The initial and final adapted meshes when solving the Kellogg problem (see Sect. 6.3) when the discontinuity in \(\varvec{\kappa }\) is aligned with the initial mesh. a The initial mesh. b The final mesh with at most one hanging node per edge. c The final mesh with no limit on the number of hanging nodes.

Fig. 12
figure 12

The behaviour of the estimator for the Kellogg problem (see Sect. 6.3) when the discontinuities in \(\varvec{\kappa }\) cannot align with any mesh in the sequence, using \(p=1\) and three different types of mesh, depicted in Fig. 13. a The error \(\Vert \nabla (u - \varPi ^0_k u_h ) \Vert _{0,\varOmega }\). b Convergence of the estimator. c Effectivity of the estimator. d The non-zero components of the estimator on the square mesh

Fig. 13
figure 13

The initial and final adapted meshes when solving the Kellogg problem (see Sect. 6.3) when the discontinuity in \(\varvec{\kappa }\) cannot align with any mesh in the sequence. a The initial square mesh. b The initial Voronoi mesh. c The initial randomised quadrilateral mesh. d The final square mesh with no limit on the number of hanging nodes. e The final Voronoi mesh with no limit on the number of hanging nodes. f The final randomised quadrilateral mesh with no limit on the number of hanging nodes. g The final square mesh with one hanging node per edge. h The final Voronoi mesh with one hanging node per edge. i The final randomised quadrilateral mesh with one hanging node per edge

Fig. 14
figure 14

The element of the mesh containing the intersection of the lines along which \(\varvec{\kappa }\) is discontinuous, before and after refinement. Solid lines indicate edges in the mesh, dotted lines indicate the lines along which \(\varvec{\kappa }\) jumps. a The lines along which \(\varvec{\kappa }\) is discontinuous pass close to the centre of the element. b After refinement, the discontinuities of \(\varvec{\kappa }\) are suddenly very close to mesh edges

Next, we consider \(a = \frac{2 \sqrt{2}}{5}\). In this case, it is not possible for the discontinuities of \(\varvec{\kappa }\) to align with any mesh in the sequence. In the spirit of keeping the mesh fully unfitted from the discontinuities in \(\varvec{\kappa }\), we also test the method on a Voronoi mesh and a randomised quadrilateral mesh alongside a more standard square mesh. For brevity, we only report here the results when an unlimited number of hanging nodes were allowed in the mesh, as limiting the number of hanging nodes leads to almost identical results in terms of convergence. There are, however, differences in the final meshes obtained in each case: illustrations of the initial meshes and the final meshes for both limited and unlimited hanging nodes are given in Fig. 13. Figure 12 shows the behaviour of the error and estimator under adaptive refinement on the three sequences of meshes: the error in the \(H^1(\varOmega )\)-seminorm (Fig. 12a) appears to reach the theoretical optimal convergence rate of \(N^{-1/2}\) on the square and randomised quadrilateral meshes, and maintains a near-optimal rate of approximately \(N^{-0.35}\) on the Voronoi mesh. These rates are also reflected by the convergence of the estimator, shown in Fig. 12b, resulting in good effectivities (Fig. 12c) which remain roughly constant on the Voronoi and randomised quadrilateral meshes.

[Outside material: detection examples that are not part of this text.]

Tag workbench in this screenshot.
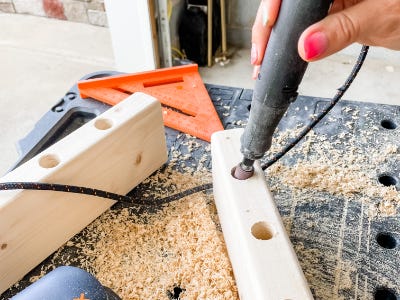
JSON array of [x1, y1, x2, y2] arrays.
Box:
[[1, 72, 400, 299]]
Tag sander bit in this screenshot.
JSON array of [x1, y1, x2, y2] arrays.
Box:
[[232, 0, 332, 180]]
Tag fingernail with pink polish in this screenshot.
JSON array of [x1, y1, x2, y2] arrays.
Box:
[[304, 32, 328, 59], [251, 66, 260, 79], [250, 44, 258, 65]]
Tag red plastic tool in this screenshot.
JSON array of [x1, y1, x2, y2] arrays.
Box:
[[78, 65, 224, 142]]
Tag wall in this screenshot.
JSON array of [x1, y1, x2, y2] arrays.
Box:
[[0, 0, 107, 26], [225, 0, 260, 48]]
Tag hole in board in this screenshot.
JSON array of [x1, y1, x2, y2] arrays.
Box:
[[251, 221, 275, 241], [167, 286, 185, 300], [378, 174, 398, 186], [39, 154, 60, 169], [381, 119, 397, 130], [374, 287, 398, 300], [94, 119, 113, 130], [376, 232, 397, 249]]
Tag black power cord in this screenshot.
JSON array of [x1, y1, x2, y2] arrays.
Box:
[[261, 45, 369, 170], [0, 45, 369, 207], [0, 182, 212, 207]]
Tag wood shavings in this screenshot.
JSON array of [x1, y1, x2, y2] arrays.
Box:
[[74, 194, 237, 299], [267, 124, 400, 216]]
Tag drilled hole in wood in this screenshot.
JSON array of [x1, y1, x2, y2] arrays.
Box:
[[378, 174, 398, 186], [167, 286, 185, 300], [39, 154, 60, 169], [251, 221, 275, 241], [135, 153, 142, 165], [374, 287, 398, 300], [376, 232, 397, 249], [381, 119, 397, 130], [94, 119, 113, 130]]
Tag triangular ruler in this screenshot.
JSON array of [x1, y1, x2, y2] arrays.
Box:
[[78, 64, 223, 142]]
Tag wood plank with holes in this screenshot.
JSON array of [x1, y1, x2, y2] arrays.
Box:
[[211, 129, 313, 300], [0, 93, 167, 293]]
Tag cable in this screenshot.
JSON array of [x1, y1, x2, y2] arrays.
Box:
[[0, 182, 212, 207], [0, 45, 369, 206], [261, 45, 369, 170]]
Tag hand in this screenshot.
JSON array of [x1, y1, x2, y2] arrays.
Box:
[[251, 0, 400, 78]]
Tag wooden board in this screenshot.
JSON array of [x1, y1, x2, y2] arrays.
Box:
[[211, 129, 313, 300], [0, 93, 167, 293]]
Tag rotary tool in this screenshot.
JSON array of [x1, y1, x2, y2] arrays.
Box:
[[232, 0, 332, 180]]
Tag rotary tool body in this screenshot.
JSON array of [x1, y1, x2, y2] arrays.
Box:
[[234, 0, 331, 179]]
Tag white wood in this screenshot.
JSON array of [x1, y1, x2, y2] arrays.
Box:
[[104, 0, 157, 73], [157, 0, 172, 68], [211, 129, 312, 300], [0, 93, 167, 293]]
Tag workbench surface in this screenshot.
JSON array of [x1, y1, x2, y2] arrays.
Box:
[[1, 78, 400, 299]]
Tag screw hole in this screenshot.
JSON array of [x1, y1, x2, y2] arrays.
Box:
[[94, 119, 113, 130], [374, 287, 397, 300], [251, 222, 275, 241], [376, 232, 397, 249], [167, 286, 185, 300], [378, 174, 398, 186], [381, 119, 397, 130]]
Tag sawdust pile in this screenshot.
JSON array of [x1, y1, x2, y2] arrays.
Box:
[[267, 125, 400, 217], [84, 194, 237, 299], [68, 166, 238, 300]]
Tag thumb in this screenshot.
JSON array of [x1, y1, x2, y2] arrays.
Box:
[[298, 1, 372, 61]]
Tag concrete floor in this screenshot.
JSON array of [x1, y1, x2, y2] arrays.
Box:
[[0, 14, 400, 174]]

We note the sudden jump in the magnitude of the estimated error after 7 iterations of adaptive refinement starting from the square mesh in Fig. 13a. Comparing with Fig. 12d, which shows the relative magnitudes of the various terms comprising the estimator on the square mesh, it is apparent that this jump is caused by a jump in the value of the data oscillation term \(\varTheta \). Noting that for \(p=1\) the coefficient approximation \({{\varvec{\kappa }}_h}\) is piecewise constant, we conclude that it is in fact only the edge data oscillation term which is non-zero and thus responsible for this effect. Further investigation indicates that this jump occurs in situations such as that illustrated in Fig. 14, and is due to the fact that although the mesh cannot exactly align with the discontinuities of \(\varvec{\kappa }\), it is possible for it to get arbitrarily close. This is a highly desirable trait from the point of view of generating a well-adapted mesh. Nonetheless, the standard (isotropic) refinement strategy used on squares produces a mesh with edges close to the diffusion discontinuity, such as the ones depicted in Fig. 14b, only if the previous iteration contains elements as in Fig. 14a with the lines of discontinuity of \(\varvec{\kappa }\) passing close to its centre. This is problematic because the roughly equal distribution of the central element in Fig. 14a and its four neighbours among the different zones of \(\varvec{\kappa }\) mean that the approximation \({{\varvec{\kappa }}_h}\) will be very similar on each of the five elements, and thus the edge term of the data oscillation indicator will be very small. However, once this parent is refined, each child is almost entirely in a single zone of \(\varvec{\kappa }\), so the approximations \({{\varvec{\kappa }}_h}\) will be very different on each of the children. This will, then, cause the reported error to dramatically increase. Moreover, since the discontinuities of \(\varvec{\kappa }\) lie along lines with irrational coordinates, it is clear that this situation could occur an arbitrary number of times in the refinement sequence, causing problems with the effectivity of the estimator. Clearly the real culprit here is the symmetry of the situation and, consequently, a way to prevent such problems occurring is to use unstructured meshes. This claim can be substantiated by the fact that the same difficulty does not occur with the randomised quadrilateral or Voronoi meshes.

7 Conclusions and extensions

We have derived and analysed a residual a posteriori error estimate for the \(C^0\)-conforming virtual element method of [21] applied to general second order elliptic problems with nonconstant coefficients. This analysis has given rise to a fully computable a posteriori error estimator which we have shown to be equivalent to the error between the true solution and the virtual element approximation, measured in the energy norm. The analysis rests crucially on a new Clément-type interpolation result. We have also presented an extensive set of numerical results to demonstrate the behaviour of this estimator when used to drive an adaptive algorithm on a variety of problems using several families of meshes, consisting of general polygonal elements.

We stress that the analysis above can also be applied to other related virtual element formulations of the same problem subject to only minor modifications. For instance, the same a posteriori analysis can be applied to the corresponding VEM obtained by discretising problem (2.4) directly, without splitting the differential operator into its symmetric and skew-symmetric parts. The resulting local discrete bilinear form would take the form

$$\begin{aligned} A_h^E(u_h, v_h)&:= (\varvec{\kappa }\varPi ^0_{p-1} \nabla u_h, \varPi ^0_{p-1} \nabla v_h)_{E} + (\varvec{\beta }\varPi ^0_{p-1} \nabla u_h, \varPi ^0_{p} v_h)_{E}\\&\quad \ + ({\gamma }\varPi ^0_{p} u_h, \varPi ^0_{p} v_h)_{E} + S^{E}(({\text {I}}- \varPi ^0_{p}) u_h, ({\text {I}}- \varPi ^0_{p}) v_h), \end{aligned}$$

(see [9] for a similar approach). The analysis would provide the same a posteriori error estimator presented in Theorem 13, but without the term \(\varPsi ^{E}_3\).